Marcelinho ist jetzt 31, sein Vertrag wäre im kommenden Sommer ohnehin ausgelaufen. Hertha hat schon vor einiger Zeit den Emanzipationsprozess eingeleitet, der mit dem Verkauf des Brasilianers nun endgültig abgeschlossen ist. Die Berliner haben Gilberto und Yildiray Bastürk geholt, zwei technisch gute Spieler, und schon in der vergangenen Saison hat Bastürk weitgehend die Rolle des Spielmachers ausgefüllt, während Marcelinho immer weiter in den Sturm rückte. Schleichend ist ihm bei Hertha das Vertrauen entzogen worden, das er in immer kürzeren Abständen enttäuscht hat.

Die Liste seiner Verfehlungen ist lang, doch Marcelinho musste erst zum vierten Mal hintereinander den Trainingsauftakt verpassen und gleich zehn Tage zu spät aus dem Sommerurlaub nach Deutschland zurückkehren, ehe Manager Dieter Hoeneß die Geduld verlor. „Marcelinho hat einen besonderen Wert für die Mannschaft, deshalb genießt er eine Sonderstellung“, hat Hoeneß vor etwas mehr als einem Jahr gesagt. Das erklärt die Nachsicht, die er lange hat walten lassen.

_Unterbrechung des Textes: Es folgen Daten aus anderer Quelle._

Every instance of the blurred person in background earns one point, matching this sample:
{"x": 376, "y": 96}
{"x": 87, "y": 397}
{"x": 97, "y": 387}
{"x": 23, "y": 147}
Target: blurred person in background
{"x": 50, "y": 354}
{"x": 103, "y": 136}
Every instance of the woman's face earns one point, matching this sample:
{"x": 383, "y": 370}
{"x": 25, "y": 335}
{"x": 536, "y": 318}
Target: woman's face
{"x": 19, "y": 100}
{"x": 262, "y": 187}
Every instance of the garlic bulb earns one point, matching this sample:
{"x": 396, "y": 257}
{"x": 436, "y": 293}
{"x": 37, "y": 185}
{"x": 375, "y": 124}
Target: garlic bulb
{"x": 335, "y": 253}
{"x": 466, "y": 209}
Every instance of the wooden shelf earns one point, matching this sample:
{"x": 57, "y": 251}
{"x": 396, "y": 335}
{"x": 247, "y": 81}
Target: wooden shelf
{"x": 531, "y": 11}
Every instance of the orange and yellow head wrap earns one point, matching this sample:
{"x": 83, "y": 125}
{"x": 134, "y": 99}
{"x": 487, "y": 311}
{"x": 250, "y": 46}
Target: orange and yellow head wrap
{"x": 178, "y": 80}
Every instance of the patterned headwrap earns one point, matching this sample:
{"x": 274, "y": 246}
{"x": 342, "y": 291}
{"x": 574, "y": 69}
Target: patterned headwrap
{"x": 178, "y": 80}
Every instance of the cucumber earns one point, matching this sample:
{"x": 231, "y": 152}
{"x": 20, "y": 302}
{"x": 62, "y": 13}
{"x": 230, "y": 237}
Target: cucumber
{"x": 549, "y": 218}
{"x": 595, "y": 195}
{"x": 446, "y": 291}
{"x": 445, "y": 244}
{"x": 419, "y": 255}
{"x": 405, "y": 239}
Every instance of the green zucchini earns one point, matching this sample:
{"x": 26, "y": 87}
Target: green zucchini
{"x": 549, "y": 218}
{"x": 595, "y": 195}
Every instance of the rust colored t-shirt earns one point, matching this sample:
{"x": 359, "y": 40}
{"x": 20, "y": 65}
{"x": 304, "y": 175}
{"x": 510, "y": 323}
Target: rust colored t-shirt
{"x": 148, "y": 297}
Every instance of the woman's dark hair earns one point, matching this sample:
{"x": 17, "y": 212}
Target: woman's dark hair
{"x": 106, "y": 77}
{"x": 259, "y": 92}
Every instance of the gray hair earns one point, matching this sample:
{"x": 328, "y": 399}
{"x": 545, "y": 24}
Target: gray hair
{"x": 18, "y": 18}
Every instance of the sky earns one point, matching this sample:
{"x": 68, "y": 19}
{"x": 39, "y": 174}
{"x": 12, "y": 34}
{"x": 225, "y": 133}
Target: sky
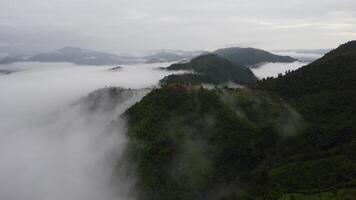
{"x": 126, "y": 26}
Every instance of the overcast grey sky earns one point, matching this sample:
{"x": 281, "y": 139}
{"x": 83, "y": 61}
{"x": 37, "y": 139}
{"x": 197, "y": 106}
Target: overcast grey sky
{"x": 131, "y": 25}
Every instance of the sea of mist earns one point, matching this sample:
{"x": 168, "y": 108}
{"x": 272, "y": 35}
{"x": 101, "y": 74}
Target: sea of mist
{"x": 52, "y": 145}
{"x": 273, "y": 69}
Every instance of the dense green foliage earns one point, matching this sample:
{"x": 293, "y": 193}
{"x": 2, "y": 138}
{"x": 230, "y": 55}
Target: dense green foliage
{"x": 218, "y": 69}
{"x": 204, "y": 144}
{"x": 324, "y": 93}
{"x": 250, "y": 56}
{"x": 187, "y": 78}
{"x": 191, "y": 143}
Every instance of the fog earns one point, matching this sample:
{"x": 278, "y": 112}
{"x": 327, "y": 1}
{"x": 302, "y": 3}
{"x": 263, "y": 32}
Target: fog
{"x": 53, "y": 146}
{"x": 273, "y": 69}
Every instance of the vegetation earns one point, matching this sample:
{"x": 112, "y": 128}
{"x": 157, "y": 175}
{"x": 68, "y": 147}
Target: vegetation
{"x": 193, "y": 79}
{"x": 218, "y": 69}
{"x": 250, "y": 56}
{"x": 192, "y": 143}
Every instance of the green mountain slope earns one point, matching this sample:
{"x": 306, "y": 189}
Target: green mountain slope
{"x": 250, "y": 56}
{"x": 324, "y": 93}
{"x": 204, "y": 144}
{"x": 218, "y": 69}
{"x": 291, "y": 137}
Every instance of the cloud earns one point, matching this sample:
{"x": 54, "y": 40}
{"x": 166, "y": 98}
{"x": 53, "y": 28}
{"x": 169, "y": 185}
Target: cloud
{"x": 124, "y": 26}
{"x": 53, "y": 145}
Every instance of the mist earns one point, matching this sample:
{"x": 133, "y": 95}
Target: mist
{"x": 273, "y": 69}
{"x": 53, "y": 144}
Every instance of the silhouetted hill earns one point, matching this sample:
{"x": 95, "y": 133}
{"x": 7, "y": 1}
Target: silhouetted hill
{"x": 160, "y": 56}
{"x": 250, "y": 56}
{"x": 324, "y": 93}
{"x": 291, "y": 137}
{"x": 217, "y": 68}
{"x": 82, "y": 57}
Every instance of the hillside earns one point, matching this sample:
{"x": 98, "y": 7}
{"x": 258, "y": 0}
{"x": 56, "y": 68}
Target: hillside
{"x": 193, "y": 143}
{"x": 218, "y": 69}
{"x": 250, "y": 56}
{"x": 324, "y": 93}
{"x": 160, "y": 56}
{"x": 205, "y": 144}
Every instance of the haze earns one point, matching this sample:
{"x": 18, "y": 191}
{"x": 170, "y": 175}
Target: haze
{"x": 52, "y": 146}
{"x": 135, "y": 25}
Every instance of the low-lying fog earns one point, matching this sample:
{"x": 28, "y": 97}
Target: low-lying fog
{"x": 273, "y": 69}
{"x": 51, "y": 146}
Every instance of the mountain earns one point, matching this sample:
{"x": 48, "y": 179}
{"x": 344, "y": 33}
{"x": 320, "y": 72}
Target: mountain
{"x": 160, "y": 56}
{"x": 81, "y": 57}
{"x": 197, "y": 144}
{"x": 324, "y": 93}
{"x": 217, "y": 68}
{"x": 250, "y": 56}
{"x": 291, "y": 137}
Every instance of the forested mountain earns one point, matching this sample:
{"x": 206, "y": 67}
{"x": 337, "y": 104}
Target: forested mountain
{"x": 218, "y": 69}
{"x": 82, "y": 57}
{"x": 292, "y": 137}
{"x": 160, "y": 56}
{"x": 250, "y": 56}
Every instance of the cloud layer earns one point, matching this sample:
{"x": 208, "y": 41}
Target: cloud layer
{"x": 124, "y": 26}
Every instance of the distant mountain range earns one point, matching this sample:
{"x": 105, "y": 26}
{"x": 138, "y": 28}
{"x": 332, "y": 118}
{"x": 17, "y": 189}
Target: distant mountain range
{"x": 80, "y": 56}
{"x": 218, "y": 69}
{"x": 76, "y": 55}
{"x": 161, "y": 56}
{"x": 291, "y": 137}
{"x": 250, "y": 56}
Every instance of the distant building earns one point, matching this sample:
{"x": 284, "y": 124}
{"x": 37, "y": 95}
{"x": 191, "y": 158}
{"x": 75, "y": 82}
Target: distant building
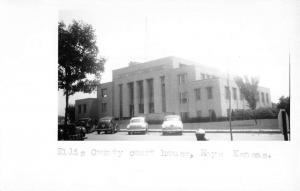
{"x": 169, "y": 85}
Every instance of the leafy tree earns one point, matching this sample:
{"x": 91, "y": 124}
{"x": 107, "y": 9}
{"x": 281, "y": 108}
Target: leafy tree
{"x": 79, "y": 66}
{"x": 284, "y": 103}
{"x": 248, "y": 89}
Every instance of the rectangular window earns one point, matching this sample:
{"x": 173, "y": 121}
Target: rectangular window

Mit Marcelinho war es jedenfalls nie langweilig. Er feierte bis morgens um halb fünf Karneval – nachdem die Mannschaft gerade aus dem Uefa-Cup ausgeschieden war. Er fuhr betrunken über den Kaiserdamm – mit 120 Stundenkilometern. Er schlug Kapitän Arne Friedrich ins Gesicht, weil der ihn zu mehr Einsatz in der Defensive angehalten hatte – und kam tags darauf als Zeichen tätiger Reue eine halbe Stunde zu spät zum Training. Sonntags kam er oft gar nicht, weil er sich krank gemeldet hatte. Oder er brachte seine beiden Kinder mit zum Trainingsplatz. „Du musst hoffen, dass vernünftige Spieler wie Niko Kovac oder Christian Fiedler das nicht auch machen“, hat Herthas früherer Trainer Hans Meyer einmal gesagt. „Sonst braucht du gar nicht mehr zu trainieren, sondern kannst gleich einen Kindergarten aufmachen.“

Marcelinho war nie vernünftig. Er hat Fußball gespielt, gelebt und gefeiert. Er hat seine Freunde mitgebracht aus Paraiba, einer armen Provinz im Nordosten Brasiliens, und ihnen den Daueraufenthalt in Berlin finanziert. Marcelinho brauchte ein bisschen Heimat in der Fremde, und er konnte den Gönner spielen. Das hat er so lange getan, bis er selbst fast pleite war. Doch kaum hatte Hertha ihm einen Finanzberater besorgt, wurde bekannt, dass Marcelinho mit einem Bekannten in der Nähe des Ku’damms Räume für eine Diskothek gemietet hatte.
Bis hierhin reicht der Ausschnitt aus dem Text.